Mango Crumb Coffee Cake

I am haunted by memories of the coffee cakes I enjoyed in my twenties.  I grew up near Seattle and attended college in Portland, Oregon.  The cold in the NW is different from the cold in Virginia.  It’s wet and sinks into you more deeply.  In Seattle or Portland, ducking into a coffeehouse (and they are coffeehouses, not coffee shops) you feel like you’ve come into someone’s living room.  A coffeehouse is a place to get dry and warm and to stay awhile before returning to the inhospitable world.

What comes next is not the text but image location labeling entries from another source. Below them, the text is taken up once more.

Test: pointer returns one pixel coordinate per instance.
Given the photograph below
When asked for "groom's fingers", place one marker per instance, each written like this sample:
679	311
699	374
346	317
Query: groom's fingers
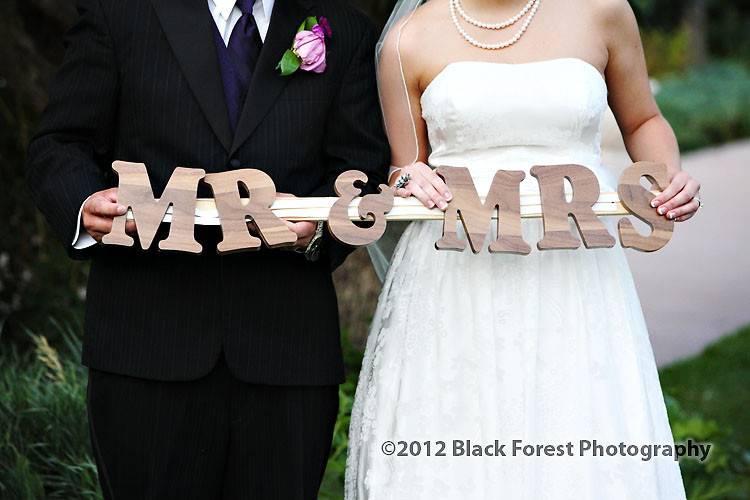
98	226
102	207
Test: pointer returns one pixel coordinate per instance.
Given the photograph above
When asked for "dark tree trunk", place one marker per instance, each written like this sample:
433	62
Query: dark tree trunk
696	24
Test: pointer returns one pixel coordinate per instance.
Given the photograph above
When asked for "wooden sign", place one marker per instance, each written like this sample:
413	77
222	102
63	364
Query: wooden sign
348	215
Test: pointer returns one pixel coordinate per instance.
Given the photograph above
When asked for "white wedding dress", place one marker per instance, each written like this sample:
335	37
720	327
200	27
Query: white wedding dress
546	348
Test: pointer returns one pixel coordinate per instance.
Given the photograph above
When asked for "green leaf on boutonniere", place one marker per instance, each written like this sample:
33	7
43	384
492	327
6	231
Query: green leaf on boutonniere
308	23
290	62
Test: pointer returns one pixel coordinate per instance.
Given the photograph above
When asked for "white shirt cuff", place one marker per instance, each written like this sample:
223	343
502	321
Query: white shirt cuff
82	239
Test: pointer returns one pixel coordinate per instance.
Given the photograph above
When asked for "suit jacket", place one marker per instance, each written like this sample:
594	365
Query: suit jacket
141	82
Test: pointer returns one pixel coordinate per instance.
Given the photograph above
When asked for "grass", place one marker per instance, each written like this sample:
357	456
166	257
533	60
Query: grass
716	383
44	447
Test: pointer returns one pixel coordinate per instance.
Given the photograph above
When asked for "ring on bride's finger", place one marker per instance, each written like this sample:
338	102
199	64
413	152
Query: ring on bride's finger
402	181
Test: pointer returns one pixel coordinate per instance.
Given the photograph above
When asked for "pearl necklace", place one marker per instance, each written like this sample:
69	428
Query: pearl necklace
493	26
492	46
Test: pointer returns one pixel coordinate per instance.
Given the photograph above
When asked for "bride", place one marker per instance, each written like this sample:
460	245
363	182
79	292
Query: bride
545	349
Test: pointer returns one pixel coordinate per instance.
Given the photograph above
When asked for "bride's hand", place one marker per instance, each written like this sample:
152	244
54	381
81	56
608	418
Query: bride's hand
680	200
424	184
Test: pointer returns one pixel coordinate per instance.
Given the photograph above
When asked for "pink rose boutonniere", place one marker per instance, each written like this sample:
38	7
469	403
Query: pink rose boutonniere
308	51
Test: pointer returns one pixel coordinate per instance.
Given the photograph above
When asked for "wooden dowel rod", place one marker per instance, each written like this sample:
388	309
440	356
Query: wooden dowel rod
404	209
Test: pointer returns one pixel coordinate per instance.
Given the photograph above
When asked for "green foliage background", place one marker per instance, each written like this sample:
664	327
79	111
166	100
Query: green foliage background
43	436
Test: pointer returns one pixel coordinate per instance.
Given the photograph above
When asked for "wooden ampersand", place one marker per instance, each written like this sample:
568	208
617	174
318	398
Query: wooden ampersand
556	208
135	192
637	200
232	211
372	207
504	195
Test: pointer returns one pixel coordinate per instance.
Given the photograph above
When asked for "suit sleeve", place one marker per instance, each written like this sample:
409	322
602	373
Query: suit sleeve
71	151
355	139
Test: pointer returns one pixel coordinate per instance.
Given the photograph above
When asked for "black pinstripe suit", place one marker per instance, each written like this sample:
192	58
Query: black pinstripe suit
140	82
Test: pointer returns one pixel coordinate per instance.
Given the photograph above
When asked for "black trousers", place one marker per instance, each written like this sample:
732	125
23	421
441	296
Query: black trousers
212	438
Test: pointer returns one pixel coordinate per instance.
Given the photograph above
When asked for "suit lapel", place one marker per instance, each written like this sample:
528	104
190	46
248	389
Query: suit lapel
267	83
188	27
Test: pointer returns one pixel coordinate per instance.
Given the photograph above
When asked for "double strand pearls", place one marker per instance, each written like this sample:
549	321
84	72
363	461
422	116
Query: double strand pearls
493	26
530	8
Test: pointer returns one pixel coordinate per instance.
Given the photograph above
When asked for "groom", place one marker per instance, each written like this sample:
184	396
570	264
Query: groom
210	376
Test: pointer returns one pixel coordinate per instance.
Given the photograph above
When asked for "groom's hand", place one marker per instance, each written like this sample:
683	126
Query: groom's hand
98	212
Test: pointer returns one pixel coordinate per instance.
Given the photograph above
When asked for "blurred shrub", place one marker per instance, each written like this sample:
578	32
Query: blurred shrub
666	51
726	473
707	105
44	445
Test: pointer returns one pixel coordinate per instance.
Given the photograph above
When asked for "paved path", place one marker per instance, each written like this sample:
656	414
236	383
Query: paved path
697	288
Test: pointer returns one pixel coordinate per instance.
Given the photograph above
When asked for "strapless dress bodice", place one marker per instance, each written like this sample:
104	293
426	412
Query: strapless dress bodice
489	116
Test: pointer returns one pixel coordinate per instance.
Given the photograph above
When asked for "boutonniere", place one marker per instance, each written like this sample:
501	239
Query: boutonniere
308	51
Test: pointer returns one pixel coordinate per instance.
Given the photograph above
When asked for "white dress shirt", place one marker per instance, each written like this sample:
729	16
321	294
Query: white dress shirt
225	14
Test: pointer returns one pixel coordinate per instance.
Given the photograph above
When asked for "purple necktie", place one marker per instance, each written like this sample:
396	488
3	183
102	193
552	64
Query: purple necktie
242	54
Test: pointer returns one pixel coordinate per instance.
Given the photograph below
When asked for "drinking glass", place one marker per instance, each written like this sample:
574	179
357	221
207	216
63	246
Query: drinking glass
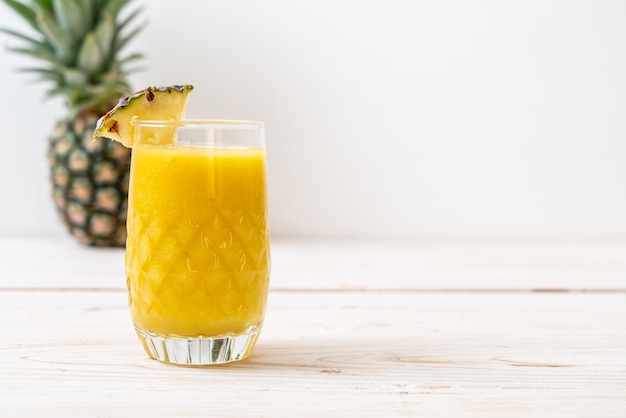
197	253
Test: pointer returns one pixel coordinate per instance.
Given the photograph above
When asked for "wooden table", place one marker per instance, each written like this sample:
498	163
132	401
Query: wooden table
431	328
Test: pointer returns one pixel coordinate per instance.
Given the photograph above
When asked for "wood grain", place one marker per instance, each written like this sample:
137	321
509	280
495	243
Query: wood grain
328	353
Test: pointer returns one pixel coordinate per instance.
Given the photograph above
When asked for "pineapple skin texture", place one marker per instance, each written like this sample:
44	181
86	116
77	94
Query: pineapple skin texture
89	182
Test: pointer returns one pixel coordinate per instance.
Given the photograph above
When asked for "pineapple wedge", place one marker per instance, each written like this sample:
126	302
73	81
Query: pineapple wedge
152	103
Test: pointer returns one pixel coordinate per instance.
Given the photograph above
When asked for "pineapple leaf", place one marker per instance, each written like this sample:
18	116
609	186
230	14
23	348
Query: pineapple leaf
90	57
58	38
74	77
69	14
44	5
26	12
39	53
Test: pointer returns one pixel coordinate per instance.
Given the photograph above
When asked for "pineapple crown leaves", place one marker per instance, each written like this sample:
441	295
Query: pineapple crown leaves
79	45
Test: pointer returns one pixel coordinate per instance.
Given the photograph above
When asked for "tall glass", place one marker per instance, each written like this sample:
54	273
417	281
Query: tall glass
197	253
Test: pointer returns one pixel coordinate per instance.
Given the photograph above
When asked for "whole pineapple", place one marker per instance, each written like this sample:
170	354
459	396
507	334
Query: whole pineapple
79	43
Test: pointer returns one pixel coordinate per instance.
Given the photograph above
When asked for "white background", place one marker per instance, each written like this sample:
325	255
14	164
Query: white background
394	118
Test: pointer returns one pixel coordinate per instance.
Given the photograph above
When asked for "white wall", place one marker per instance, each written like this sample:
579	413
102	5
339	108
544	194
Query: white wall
392	118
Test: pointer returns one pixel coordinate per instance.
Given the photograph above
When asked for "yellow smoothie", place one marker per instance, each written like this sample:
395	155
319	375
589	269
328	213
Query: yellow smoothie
197	255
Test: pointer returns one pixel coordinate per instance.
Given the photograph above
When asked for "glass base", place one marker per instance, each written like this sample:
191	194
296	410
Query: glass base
199	351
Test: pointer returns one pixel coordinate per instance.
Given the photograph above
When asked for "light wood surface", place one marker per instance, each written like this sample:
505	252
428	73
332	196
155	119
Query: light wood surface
471	329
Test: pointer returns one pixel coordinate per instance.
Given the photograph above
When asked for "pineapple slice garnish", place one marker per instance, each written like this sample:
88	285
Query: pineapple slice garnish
152	103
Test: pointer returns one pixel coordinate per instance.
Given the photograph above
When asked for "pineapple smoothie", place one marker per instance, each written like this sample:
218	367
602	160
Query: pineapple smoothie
197	251
197	256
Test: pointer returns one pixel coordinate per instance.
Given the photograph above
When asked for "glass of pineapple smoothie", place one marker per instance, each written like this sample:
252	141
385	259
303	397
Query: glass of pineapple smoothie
197	254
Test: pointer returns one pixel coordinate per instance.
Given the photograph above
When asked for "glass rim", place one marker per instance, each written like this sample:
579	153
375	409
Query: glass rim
196	122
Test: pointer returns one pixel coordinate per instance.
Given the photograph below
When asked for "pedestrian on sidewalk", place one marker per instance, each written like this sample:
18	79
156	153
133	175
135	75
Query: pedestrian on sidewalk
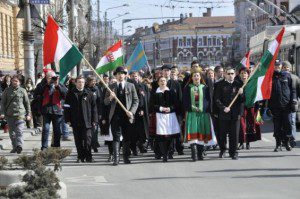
51	93
16	109
81	113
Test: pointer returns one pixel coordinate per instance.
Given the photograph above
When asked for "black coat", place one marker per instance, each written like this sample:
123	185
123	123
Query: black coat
224	94
89	109
283	93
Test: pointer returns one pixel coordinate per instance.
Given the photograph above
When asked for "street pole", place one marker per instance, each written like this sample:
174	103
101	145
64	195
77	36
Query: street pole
28	38
71	31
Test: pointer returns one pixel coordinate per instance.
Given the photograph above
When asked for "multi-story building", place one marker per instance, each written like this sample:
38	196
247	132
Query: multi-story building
250	21
207	38
11	45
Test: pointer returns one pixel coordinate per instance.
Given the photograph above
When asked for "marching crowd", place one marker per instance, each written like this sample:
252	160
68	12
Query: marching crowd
158	111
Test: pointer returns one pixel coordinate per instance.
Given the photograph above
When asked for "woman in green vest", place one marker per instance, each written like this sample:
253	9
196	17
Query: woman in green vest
198	125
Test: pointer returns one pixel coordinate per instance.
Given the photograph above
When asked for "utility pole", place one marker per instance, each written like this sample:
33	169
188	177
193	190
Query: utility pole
89	33
28	38
71	29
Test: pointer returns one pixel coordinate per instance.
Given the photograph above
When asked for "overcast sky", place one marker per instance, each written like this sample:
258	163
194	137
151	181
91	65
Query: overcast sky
159	8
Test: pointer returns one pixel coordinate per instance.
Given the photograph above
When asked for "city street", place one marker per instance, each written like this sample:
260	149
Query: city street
259	173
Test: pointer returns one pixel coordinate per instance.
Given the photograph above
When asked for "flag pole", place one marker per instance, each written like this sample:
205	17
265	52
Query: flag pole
106	86
245	83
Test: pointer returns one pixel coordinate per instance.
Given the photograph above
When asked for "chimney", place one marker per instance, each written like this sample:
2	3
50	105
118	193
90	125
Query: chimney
208	11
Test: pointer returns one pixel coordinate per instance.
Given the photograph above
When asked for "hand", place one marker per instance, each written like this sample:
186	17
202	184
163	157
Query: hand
112	96
241	91
28	117
227	110
141	113
129	114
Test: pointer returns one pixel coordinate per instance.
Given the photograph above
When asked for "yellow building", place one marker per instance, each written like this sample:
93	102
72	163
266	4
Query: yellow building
11	45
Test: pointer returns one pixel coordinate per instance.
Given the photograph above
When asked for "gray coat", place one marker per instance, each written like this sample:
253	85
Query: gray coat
132	100
15	103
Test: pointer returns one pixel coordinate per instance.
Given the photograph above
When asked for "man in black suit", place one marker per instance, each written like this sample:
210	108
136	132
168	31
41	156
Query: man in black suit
118	118
229	118
81	112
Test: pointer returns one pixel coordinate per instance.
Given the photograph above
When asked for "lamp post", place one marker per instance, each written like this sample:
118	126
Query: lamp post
105	21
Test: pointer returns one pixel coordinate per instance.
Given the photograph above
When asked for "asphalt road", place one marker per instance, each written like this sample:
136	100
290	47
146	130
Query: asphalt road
259	173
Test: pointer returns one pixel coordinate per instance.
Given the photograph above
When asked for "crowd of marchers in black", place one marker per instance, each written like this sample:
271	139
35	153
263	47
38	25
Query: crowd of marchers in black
86	105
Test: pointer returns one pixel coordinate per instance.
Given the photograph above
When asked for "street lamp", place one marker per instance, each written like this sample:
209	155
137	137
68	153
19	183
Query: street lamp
105	20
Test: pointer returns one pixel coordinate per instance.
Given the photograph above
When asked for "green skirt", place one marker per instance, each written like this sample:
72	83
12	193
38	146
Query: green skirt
198	127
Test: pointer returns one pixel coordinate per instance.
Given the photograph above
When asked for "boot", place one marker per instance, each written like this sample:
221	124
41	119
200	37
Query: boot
200	152
162	146
126	152
287	144
111	151
194	152
116	153
278	145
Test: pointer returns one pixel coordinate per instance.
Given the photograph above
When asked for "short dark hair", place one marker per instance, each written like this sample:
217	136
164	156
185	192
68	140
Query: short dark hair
194	62
217	68
79	77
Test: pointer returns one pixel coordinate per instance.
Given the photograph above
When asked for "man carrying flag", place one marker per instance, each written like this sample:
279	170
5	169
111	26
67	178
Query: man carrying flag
138	59
277	86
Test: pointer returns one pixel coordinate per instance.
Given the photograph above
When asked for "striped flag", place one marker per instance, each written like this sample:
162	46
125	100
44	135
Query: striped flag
112	59
245	61
59	49
259	86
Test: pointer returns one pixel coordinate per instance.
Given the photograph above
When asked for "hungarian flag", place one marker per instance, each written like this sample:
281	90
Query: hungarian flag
112	59
59	49
259	86
245	62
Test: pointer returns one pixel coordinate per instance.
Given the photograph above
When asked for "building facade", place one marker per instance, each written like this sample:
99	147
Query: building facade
207	39
11	45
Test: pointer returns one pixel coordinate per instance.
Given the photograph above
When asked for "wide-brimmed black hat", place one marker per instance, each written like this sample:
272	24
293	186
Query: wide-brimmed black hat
120	69
166	66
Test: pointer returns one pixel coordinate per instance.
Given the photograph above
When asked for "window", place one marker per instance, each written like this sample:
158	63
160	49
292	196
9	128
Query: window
200	41
180	42
188	42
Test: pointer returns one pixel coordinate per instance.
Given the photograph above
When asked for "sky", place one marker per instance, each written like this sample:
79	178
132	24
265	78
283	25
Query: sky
159	8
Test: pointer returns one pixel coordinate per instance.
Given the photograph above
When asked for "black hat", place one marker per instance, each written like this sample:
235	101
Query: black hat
120	69
166	66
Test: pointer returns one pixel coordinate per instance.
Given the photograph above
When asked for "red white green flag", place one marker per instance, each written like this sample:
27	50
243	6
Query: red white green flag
245	61
112	59
259	86
59	49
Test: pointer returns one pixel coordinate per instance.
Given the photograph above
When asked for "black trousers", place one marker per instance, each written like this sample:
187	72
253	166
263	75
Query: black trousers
232	128
83	138
120	125
282	124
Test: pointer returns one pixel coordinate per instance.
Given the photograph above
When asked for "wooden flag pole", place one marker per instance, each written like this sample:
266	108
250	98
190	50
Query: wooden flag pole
245	83
106	86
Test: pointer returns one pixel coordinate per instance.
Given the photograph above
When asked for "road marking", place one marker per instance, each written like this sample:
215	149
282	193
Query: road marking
266	140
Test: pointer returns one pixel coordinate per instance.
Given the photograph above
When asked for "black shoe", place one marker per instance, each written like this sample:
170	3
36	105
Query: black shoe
126	160
90	160
241	146
13	150
248	146
222	154
19	149
235	157
194	152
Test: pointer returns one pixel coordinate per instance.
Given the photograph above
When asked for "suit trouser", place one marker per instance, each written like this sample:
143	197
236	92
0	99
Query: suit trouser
83	137
16	127
231	127
282	125
120	126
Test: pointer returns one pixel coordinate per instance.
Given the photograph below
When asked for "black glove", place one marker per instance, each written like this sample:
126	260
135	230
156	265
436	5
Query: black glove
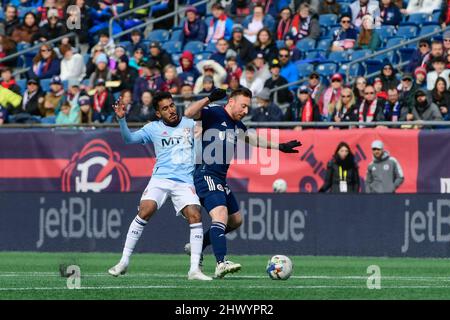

Back then, the best NW coffeehouses served not-too-sweet coffee cake from large sheet pans.  Studded with fresh fruit and topped with crunchy goodness, the sweet cake and hot coffee rekindled your inner fire.  Of course, this was a long time ago.  Still, as the weather begins to cool in these first days of Fall, I long to recreate that feeling of sweet comfort.  This coffee cake does just that.

CRUMB TOPPING

  • 1/2 cup plus 2 tablespoons all-purpose flour
  • 1/4 cup sugar
  • 1/4 teaspoon kosher salt
  • 4 tablespoons (1/2 stick) unsalted butter, cold and cut into cubes
  • 1/4 teaspoon vanilla extract
  • 1/2 cup chopped pecans, toasted

CAKE

  • 2 ripe mangos (about 2 cups) cut into ¾-inch cubes
  • 1 teaspoon fresh lime juice
  • 2 cups all-purpose flour
  • 2 teaspoon baking powder
  • 1/2 teaspoon baking soda
  • 1/2 teaspoon kosher salt
  • 1/2 teaspoon ground cinnamon
  • 1/4 teaspoon nutmeg, freshly ground
  • 1/2 cup plus 2 tablespoons packed brown sugar
  • grated zest of 1 lime
  • 3/4 stick (6 tbsp) unsalted butter at room temp
  • 2 large eggs, at room temp
  • 1 teaspoon vanilla extract
  • 1/2 cup buttermilk

PRINT-FRIENDLY RECIPE

Preheat oven to 350. Butter a 9-inch square pan.

First we make the topping.  Place the flour, sugar and salt in the bowl of an electric mixer fitted with a paddle attachment.  Mix together and add the cubes of butter.

Mix until crumbly, about 3-4 minutes.  Then add the vanilla.  Mix another minute until it is completely incorporated.  Add the toasted nuts and work the dough with your fingers until it clumps together.

Refrigerate the crumb topping until you are ready to use.

In a small bowl, whisk together 2 cups flour, 2 teaspoons baking powder, 1/2 teaspoon baking soda, 1/2 teaspoon kosher salt, 1/2 teaspoon ground cinnamon and 1/4 teaspoon freshly ground nutmeg.  Set aside.

Meanwhile, cut the mango flesh into cubes.  Then toss the cubes of mango with 1 teaspoon fresh lime juice.

Cream the butter and lime zest in a stand mixer with a paddle attachment, mixing until creamy. Add the sugar and mix at medium speed until lightened, about 2 minutes. You will probably need to scrape down the bowl a couple of times.  Add the eggs and vanilla extract and beat until incorporated.

Reduce the mixer speed to low and add ½ the flour mixture.  Mix until incorporated.  Then all the buttermilk and mix until incorporated.  Finally add the rest of the flour mixture and…you know.

Scrape the thick batter into the prepared pan and smooth the top.  Cover with the cubed mango and press in slightly.  It may seem like too much fruit, but it’s not.  Scatter the crumb mixture over the mangos and batter.

Bake for 45 to 50 minutes, or until the crumbs are turning golden, the cake that pops out between the fruit will be light brown and the entire cake is just starting to pull away from the pan.  Transfer the cake to a rack and cool just until it is warm or until it reaches room temperature, if you can wait that long.

The final result?  This hits all the high notes for a coffee cake, sweet, crunchy and comforting.  My only criticism is that I found the fruit to be a little one-dimensional.  I wanted more tang.  I think this would be even better with raspberries, blackberries, wild blueberries or even fresh cranberries tossed with sugar.  More research is clearly needed.

PRINT-FRIENDLY RECIPE

VARIATIONS

  • Use different fruit combos
  • Switch out the nutmeg for cardamom to add an Indian twist
  • Try with sweetened flaked coconut added to the crumb topping for a more Caribbean flair.

1 Comment

  1. I replaced the mango with durian pulp and it’s baking in the oven now. Can’t wait to see how it turns out!